Marcos (Igor Mo), o personagem principal de Nem Deus é Tão Justo Quanto Seus Jeans, exibido no Janela Internacional de Cinema no último sábado (1º), sofre de depressão, causada em parte pela morte repentina de seu ex. Afastado do emprego como bibliotecário por licença médica, ele vivencia a doença enquanto lida com um novo relacionamento. Tudo isso em meio ao caos urbano da capital paulistana.
O trabalho de estreia de Sérgio Silva traz um personagem bastante reconhecível nos dias de hoje, sobretudo pelo fato da saúde mental ser hoje vista como um problema de saúde pública relevante. O filme, no entanto, atualiza essa temática para o campo dos relacionamentos LGBTQIA+, sobretudo do homem gay dos 30 em diante. Solidão, afetos, tédio, sexo, tudo é retratado aqui com muita sensibilidade, o que cria diferentes pontos de contato com a plateia.
O filme traz um ritmo lento que busca mimetizar em tela o estado depressivo, a luta para fazer coisas simples do dia a dia, a apatia, o tempo que parece suspenso. Já na primeira cena vemos o protagonista deitado, nu, com um curativo que dá indícios de uma recente tentativa de suicídio. Isolado em casa com o seu novo namorado, Gabriel (Fernando Victor), Marcos não consegue sair de casa e passa os dias a fumar e tomar café. Tudo muda quando sua irmã mais velha (Julia Katharine) pede que ele cuide por alguns dias de sua cadelinha, Baby.

Esté o ponto em que o filme muda de narrativa e passamos a acompanhar a gradativa evolução de Marcos na relação com o animal, que passa de uma indiferença a uma relação de amor. É o cãozinho que serve de incentivo para que o personagem avance na melhora. Aliado a esse processo de cura temos a terapia com uma psicóloga intensa e provocativa, que grita e xinga, interpretada por Gilda Nomacce. A partir daqui, o longa também começa a adquirir leveza e algum humor.
Em alguns aspectos, Nem Deus é Tão Justo Quanto Seus Jeans, é um filme quase documental. Registra as inquietações e falta de perspectiva do Brasil pós-pandêmico. Há demarcações históricas em diálogos que nos lembram o tempo todo em que momento estamos (“a morte de Gal”, “eleição de Bolsonaro”, etc). Mas, em geral, o filme gravita em torno de seu protagonista e sua autopiedade e lamúrias. O mundo parece girar em torno dele.
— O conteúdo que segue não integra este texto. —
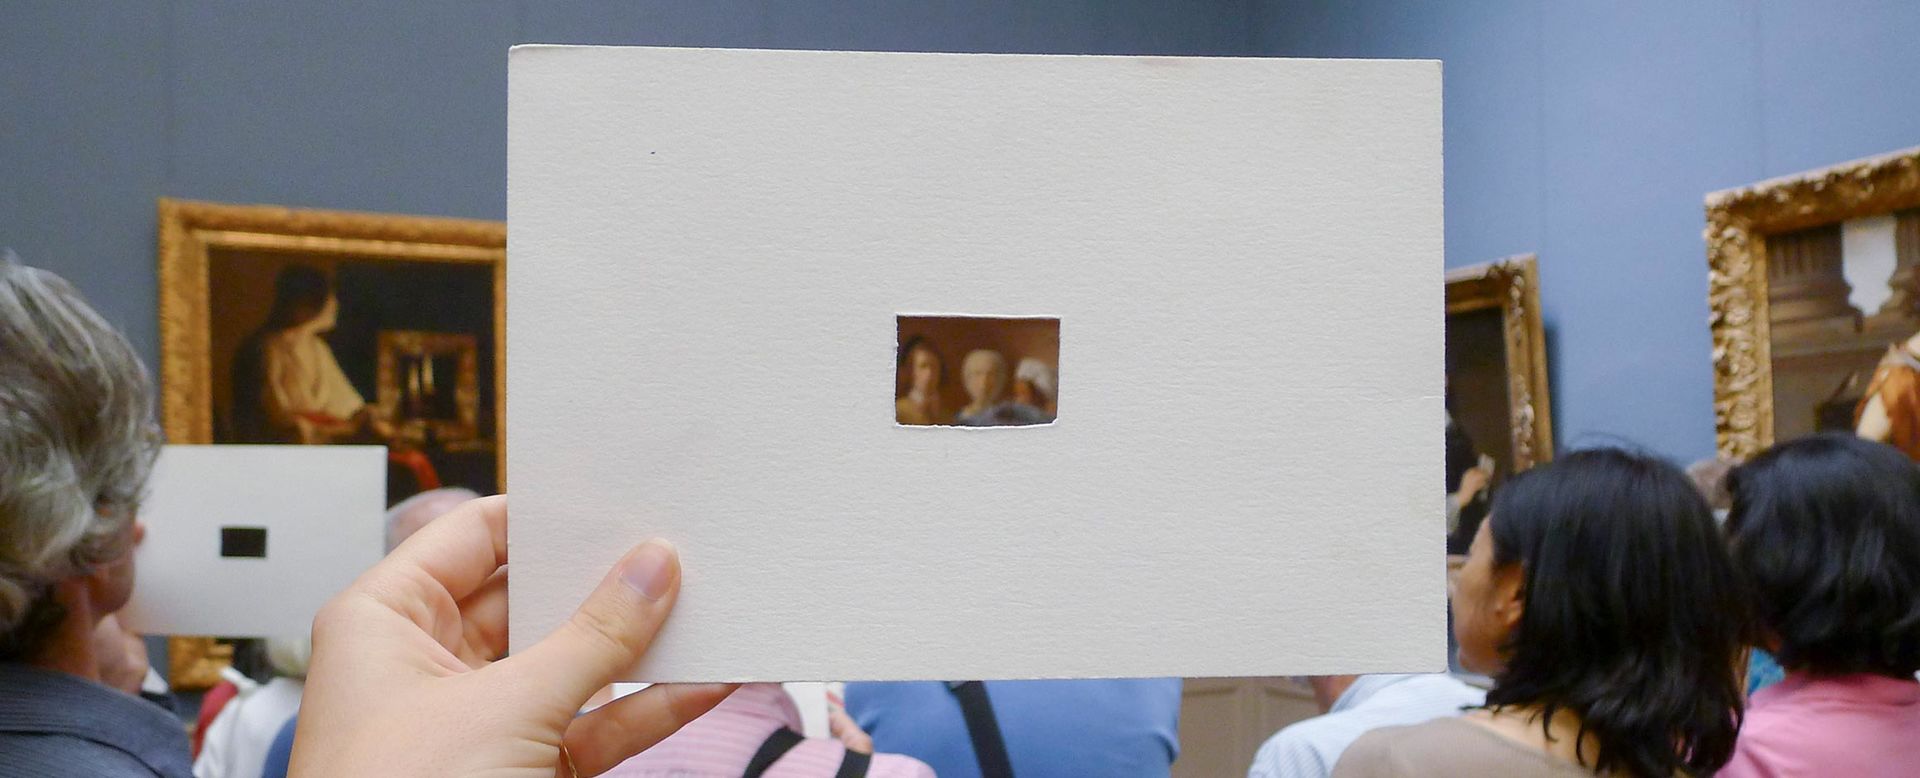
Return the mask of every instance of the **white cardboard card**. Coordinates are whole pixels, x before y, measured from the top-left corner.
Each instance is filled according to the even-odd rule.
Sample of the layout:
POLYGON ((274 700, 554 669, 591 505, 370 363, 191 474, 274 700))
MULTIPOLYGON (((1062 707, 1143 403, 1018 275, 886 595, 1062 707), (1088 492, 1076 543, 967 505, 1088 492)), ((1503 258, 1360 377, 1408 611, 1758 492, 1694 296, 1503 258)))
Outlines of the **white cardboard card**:
POLYGON ((659 535, 634 680, 1444 667, 1439 63, 510 62, 514 646, 659 535), (927 311, 1059 419, 896 425, 927 311))
POLYGON ((386 480, 380 446, 165 447, 140 504, 147 537, 122 623, 153 635, 306 635, 320 606, 385 553, 386 480))

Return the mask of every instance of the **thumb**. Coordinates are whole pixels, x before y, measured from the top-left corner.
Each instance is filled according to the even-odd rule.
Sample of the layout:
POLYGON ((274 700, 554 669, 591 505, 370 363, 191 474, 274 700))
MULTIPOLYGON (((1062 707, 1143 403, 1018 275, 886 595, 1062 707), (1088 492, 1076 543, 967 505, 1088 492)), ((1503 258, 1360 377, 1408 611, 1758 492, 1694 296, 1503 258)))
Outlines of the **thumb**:
POLYGON ((640 660, 679 593, 679 552, 649 540, 628 551, 560 629, 496 666, 578 708, 640 660))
Mas, em vez de criarmos uma conexão e empatia por esse personagem, o modo como a direção conduz o filme termina por alienar a plateia.
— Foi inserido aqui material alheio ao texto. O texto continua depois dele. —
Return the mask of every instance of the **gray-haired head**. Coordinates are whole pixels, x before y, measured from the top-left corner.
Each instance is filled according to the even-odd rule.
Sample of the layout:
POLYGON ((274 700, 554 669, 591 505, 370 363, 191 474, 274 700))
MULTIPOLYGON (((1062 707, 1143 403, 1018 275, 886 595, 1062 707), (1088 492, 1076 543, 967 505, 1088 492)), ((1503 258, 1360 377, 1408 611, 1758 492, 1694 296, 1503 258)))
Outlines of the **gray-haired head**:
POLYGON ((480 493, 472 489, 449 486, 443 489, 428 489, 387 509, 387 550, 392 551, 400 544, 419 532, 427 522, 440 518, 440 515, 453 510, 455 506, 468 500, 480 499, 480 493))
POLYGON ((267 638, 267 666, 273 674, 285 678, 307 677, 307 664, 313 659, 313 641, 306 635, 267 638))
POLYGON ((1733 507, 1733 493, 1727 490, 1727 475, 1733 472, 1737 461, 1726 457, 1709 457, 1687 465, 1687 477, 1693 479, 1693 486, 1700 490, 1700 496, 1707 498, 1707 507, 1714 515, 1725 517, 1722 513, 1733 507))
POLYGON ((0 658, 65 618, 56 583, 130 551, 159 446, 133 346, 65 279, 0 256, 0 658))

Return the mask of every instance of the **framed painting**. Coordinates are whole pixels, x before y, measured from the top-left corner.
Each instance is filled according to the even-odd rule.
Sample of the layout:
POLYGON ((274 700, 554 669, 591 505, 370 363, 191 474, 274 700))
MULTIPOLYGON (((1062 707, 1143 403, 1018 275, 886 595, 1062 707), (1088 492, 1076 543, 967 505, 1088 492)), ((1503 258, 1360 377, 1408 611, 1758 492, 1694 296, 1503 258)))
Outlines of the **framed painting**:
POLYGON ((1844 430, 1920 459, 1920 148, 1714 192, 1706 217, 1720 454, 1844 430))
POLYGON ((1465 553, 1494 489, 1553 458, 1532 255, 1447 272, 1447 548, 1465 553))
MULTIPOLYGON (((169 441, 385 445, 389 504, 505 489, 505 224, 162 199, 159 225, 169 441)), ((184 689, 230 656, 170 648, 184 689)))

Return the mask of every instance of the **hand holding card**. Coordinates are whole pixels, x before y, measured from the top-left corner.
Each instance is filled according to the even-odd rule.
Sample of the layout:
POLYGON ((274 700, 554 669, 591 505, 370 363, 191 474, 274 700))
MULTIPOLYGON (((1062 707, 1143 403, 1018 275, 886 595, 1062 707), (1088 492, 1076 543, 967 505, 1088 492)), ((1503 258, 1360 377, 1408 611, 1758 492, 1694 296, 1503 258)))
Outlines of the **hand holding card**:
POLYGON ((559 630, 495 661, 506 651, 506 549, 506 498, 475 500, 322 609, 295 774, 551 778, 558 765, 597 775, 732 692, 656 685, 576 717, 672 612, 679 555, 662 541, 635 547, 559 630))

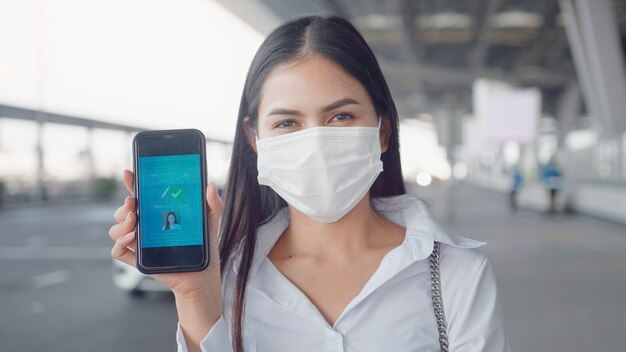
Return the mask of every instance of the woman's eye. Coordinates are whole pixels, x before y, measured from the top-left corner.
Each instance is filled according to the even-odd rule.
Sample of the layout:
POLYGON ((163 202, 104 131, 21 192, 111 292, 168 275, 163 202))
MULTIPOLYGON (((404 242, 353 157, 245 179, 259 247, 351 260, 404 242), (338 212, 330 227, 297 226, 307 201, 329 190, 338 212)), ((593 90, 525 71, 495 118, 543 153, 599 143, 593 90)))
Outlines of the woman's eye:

A razão para isso talvez seja o tom existencialista do filme, que busca epifanias e reflexões que se pretendem grandiosas, mas são rasas. Tudo é dito de uma maneira pouco natural, com diálogos longos, explicativos, com excesso de frases de efeito. Essa autocondescendência se torna a tônica do filme, que nunca consegue se aprofundar nas temáticas que se propõe. Os coadjuvantes são meros acessórios, sem nuances, sempre dispostos a servir como uma muleta narrativa no percurso de análise de Marcos e sua tentativa de superar a depressão.
Se abraçasse com avidez o nonsense, talvez o filme tomasse um rumo interessante. Isso é ensaiado no momento em o fantasma do ex-morto aparece na história. Mas também não há desenvolvimento algum para ele, nem mesmo uma narrativa. Ele está ali apenas para interagir com devaneios do protagonista. Quase um monólogo. Outro ponto forte do filme, também no terreno do absurdo, é a utilização de Mariana Ximenes como a versão humana de Baby.
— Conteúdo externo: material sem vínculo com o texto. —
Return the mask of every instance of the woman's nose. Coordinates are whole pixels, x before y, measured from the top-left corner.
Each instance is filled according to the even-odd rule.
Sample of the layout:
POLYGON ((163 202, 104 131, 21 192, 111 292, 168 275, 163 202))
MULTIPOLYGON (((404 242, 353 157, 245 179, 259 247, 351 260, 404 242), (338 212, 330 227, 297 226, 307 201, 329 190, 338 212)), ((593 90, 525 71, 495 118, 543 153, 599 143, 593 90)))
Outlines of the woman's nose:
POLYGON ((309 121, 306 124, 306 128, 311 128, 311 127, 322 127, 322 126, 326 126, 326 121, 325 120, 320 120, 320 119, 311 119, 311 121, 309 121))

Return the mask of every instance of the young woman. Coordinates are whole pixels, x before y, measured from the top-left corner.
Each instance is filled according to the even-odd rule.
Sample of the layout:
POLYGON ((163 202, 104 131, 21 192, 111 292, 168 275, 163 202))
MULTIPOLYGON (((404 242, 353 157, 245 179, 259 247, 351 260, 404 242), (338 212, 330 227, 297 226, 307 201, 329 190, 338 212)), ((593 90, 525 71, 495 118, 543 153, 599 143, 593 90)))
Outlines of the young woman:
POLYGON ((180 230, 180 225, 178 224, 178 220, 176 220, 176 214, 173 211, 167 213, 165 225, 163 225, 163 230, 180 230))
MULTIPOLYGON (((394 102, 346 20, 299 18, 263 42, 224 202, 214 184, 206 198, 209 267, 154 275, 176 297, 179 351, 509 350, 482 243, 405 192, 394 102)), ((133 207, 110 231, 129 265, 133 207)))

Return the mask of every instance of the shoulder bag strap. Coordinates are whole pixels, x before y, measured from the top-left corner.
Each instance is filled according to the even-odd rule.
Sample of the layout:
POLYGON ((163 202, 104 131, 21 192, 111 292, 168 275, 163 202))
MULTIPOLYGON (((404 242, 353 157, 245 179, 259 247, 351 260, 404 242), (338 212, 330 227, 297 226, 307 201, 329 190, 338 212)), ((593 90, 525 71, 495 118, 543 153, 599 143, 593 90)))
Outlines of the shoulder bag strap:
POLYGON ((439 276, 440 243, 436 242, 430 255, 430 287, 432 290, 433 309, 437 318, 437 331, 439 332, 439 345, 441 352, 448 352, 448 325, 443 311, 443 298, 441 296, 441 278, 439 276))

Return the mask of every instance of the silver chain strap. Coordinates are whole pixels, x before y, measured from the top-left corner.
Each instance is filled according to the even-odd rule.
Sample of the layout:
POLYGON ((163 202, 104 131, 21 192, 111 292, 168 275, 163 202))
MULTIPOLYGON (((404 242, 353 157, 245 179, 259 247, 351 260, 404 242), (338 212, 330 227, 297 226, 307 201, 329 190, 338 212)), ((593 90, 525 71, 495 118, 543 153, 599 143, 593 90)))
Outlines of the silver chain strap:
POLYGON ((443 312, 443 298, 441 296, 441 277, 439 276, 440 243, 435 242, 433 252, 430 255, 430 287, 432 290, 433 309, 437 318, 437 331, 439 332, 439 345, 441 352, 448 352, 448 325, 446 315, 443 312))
A aridez dos diálogos, a falta de naturalidade e o ritmo do lento do filme até dão a impressão de que a duração é bem mais longa do que parece. São 73 minutos que parecem bem mais.
O ator Igor Mo faz um bom trabalho dando vida ao protagonista e entrega uma atuação com camadas e nuances. Há momentos de close em que é possível ver uma entrega pensada nos detalhes. Mas sem um bom texto, o resultado final acaba sendo prejudicado.
Sérgio Silva é um diretor promissor e um dos nomes da atual safra do cinema LGBTQIA+ para ficar de olho. Suas ideias originais e o desafio de retratar um tema tão atual são louváveis. Este é seu filme de estreia, depois de três curtas elogiados. Curioso para seguir seus próximos passos.